The Museo Vostell Malpartida in the Spanish village Malpartida de Cáceres west of the provincial capital Cáceres in the Autonomous Community of Extremadura is dedicated to the work of the German painter, sculptor, Fluxus and Happening artist Wolf Vostell. The museum is under the artistic direction of Levin Vostell and under the general direction of José Antonio Agúndez García. The Museo Vostell Malpartida was founded by Wolf Vostell and Mercedes Vostell in 1976.

== History ==
In 1976 Wolf Vostell created a sculpture in Los Barruecos with his automobile, a black Opel Admiral from 1970 with which he had travelled with his family through Extremadura. The title of the sculpture is VOAEX (Journey in the Upper Extremadura) and in 1978 he created the sculpture The dead who is thirsty (El Muerto que tiene Sed). 30 October 1976 was the inauguration of the VOAEX sculpture and the foundation of the Museo Vostell Malpartida.

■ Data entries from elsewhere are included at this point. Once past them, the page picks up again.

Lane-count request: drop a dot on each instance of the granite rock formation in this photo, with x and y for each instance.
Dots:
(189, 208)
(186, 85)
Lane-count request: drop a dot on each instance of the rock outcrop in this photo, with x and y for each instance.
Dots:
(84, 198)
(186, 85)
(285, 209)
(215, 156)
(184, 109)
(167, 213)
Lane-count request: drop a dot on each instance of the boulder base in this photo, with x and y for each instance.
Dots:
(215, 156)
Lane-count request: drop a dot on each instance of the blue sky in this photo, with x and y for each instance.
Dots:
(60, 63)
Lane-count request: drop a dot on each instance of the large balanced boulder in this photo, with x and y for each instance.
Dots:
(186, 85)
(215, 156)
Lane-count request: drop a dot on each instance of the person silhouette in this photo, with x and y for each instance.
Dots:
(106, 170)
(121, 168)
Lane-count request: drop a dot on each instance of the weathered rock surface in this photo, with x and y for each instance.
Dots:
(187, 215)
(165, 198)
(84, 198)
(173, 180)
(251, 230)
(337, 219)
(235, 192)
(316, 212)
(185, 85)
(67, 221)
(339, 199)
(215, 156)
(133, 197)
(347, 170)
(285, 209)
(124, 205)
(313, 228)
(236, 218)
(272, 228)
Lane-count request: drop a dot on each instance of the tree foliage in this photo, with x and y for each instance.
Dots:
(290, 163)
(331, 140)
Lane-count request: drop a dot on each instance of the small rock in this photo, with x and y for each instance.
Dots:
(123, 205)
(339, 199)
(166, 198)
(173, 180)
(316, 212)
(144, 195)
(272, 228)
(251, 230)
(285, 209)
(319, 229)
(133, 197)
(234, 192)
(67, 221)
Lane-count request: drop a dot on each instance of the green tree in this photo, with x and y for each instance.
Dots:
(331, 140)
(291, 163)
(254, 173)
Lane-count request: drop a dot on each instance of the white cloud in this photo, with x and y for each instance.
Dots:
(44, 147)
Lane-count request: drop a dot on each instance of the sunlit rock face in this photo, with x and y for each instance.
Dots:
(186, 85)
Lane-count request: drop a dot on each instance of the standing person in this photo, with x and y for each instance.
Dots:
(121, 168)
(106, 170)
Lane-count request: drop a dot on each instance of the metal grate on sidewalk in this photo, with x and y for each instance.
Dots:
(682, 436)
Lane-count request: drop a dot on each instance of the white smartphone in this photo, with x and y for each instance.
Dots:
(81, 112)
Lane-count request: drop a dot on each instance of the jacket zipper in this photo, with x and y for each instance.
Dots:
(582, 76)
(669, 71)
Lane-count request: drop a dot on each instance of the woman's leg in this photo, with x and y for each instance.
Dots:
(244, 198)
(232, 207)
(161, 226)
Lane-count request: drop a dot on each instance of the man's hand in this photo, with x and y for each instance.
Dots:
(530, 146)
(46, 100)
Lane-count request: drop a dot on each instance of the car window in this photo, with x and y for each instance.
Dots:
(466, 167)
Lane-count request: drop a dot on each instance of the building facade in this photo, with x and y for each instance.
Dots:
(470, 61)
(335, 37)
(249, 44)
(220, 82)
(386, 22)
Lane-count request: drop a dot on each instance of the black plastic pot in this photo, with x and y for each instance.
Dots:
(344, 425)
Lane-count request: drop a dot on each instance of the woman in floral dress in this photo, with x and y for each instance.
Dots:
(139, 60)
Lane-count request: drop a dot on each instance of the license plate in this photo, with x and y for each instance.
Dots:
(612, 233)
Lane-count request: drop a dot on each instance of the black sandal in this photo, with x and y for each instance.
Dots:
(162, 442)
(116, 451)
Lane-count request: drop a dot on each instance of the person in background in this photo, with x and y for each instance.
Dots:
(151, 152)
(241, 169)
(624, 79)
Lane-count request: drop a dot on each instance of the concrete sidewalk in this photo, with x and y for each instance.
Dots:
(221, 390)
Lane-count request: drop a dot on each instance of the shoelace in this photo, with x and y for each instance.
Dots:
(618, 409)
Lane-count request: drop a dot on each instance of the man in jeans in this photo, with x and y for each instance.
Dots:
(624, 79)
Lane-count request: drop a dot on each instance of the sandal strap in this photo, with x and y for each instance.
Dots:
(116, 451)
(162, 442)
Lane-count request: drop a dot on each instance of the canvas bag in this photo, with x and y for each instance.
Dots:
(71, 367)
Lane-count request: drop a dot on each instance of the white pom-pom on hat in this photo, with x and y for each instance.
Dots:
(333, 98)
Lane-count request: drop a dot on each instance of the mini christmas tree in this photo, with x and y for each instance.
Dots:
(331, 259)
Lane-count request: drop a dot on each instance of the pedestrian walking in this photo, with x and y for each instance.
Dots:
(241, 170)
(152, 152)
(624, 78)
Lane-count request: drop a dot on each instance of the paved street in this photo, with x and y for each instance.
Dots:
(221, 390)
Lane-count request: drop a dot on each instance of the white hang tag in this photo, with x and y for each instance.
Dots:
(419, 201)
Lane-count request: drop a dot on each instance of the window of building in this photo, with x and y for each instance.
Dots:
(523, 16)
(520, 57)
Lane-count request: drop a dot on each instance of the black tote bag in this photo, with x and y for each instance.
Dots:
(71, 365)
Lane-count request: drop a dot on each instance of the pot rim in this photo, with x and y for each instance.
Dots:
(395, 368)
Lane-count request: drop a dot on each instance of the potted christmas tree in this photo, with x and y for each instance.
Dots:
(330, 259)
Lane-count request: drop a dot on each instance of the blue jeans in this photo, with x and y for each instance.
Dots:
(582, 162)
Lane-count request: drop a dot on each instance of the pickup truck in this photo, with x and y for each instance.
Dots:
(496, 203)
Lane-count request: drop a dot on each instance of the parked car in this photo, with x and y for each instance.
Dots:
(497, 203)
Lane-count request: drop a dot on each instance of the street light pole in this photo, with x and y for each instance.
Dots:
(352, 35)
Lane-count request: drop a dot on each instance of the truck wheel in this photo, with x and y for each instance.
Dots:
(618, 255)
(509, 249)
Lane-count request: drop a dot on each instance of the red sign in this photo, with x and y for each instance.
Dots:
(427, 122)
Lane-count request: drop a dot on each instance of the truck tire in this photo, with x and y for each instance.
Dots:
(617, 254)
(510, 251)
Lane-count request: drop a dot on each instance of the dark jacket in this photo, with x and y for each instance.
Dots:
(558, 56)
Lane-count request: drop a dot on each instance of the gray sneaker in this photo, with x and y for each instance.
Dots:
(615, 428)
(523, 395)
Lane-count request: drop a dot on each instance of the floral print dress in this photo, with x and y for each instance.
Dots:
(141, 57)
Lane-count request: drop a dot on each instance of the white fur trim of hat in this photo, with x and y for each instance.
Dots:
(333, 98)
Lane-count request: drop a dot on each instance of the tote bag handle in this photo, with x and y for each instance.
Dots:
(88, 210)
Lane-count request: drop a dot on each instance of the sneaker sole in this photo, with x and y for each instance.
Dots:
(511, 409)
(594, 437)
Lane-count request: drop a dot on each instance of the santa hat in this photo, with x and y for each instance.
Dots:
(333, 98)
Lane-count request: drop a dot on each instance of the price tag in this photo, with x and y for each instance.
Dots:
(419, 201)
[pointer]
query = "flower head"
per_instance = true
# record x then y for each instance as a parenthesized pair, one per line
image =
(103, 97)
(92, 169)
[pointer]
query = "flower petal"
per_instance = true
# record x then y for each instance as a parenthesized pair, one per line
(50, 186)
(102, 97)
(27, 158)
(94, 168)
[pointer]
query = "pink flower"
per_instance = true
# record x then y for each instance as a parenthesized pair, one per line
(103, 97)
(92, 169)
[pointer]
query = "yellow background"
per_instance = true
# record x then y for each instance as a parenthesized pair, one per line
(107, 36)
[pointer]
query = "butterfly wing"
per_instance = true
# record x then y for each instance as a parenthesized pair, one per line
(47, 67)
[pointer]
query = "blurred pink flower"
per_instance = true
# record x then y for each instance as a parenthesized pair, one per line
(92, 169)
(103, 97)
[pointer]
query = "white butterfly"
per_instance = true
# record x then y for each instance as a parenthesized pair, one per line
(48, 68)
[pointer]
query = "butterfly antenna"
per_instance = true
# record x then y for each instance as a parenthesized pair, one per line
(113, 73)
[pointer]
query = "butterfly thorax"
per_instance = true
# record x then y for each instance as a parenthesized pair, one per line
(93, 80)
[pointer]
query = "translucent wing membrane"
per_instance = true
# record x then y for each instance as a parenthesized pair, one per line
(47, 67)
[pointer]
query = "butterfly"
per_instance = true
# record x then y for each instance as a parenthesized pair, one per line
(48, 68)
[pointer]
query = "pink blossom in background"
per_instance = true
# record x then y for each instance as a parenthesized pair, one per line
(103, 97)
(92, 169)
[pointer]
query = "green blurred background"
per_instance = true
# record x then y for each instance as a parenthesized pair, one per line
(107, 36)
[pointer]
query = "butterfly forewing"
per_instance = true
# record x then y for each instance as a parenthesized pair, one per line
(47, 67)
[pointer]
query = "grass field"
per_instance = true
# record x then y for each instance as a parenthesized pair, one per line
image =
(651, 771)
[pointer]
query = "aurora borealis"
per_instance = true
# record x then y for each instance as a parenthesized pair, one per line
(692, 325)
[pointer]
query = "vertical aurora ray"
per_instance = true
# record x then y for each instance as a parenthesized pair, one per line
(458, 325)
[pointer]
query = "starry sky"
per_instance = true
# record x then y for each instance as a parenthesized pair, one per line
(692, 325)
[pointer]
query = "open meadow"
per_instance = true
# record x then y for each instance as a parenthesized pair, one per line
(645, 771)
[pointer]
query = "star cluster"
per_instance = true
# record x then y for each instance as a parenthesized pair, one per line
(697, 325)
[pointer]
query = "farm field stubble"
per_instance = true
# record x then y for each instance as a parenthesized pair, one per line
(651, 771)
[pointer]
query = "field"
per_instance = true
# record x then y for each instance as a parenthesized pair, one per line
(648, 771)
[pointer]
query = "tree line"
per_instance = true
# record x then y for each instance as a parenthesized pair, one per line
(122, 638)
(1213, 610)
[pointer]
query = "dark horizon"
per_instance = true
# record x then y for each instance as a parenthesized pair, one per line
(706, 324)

The floor space of the museum is about 14.000 m². The washhouse was operated in the 18th and 19th centuries; it is an interesting trade in which the wool was washed by the animals of the migratory herds with water from the pond Barruecos de Abajo of Extremadura. The house consists of several rooms in which different activities were carried out: Shearing sheep and weighing.

Since 1988 the german Goethe-Institut is collaborating with the museum. The collaboration started when Manuel Heredia (former Head of Technology of the Goethe-Institut Madrid) supported Wolf Vostell in the 1980s in finding the 20 motorcycles of the brand Sanglas for Salvador Dalí's sculpture The end of the Parzival (El fin de Parzival). Since then the Goethe-Institut is part of selected exhibitions, concerts and book releases.

In 1994 the government of Extremadura took over the complete renovation of the buildings. After Vostell's death in 1998, Mercedes Vostell became the artistic director of the museum until her death in 2023. In 2005 the state government acquired the Vostell-archive for the museum. The Vostell-archive became an integral part of the Museo Vostell Malpartida. It serves art historians, journalists, students and all other people interested in art as a source of information.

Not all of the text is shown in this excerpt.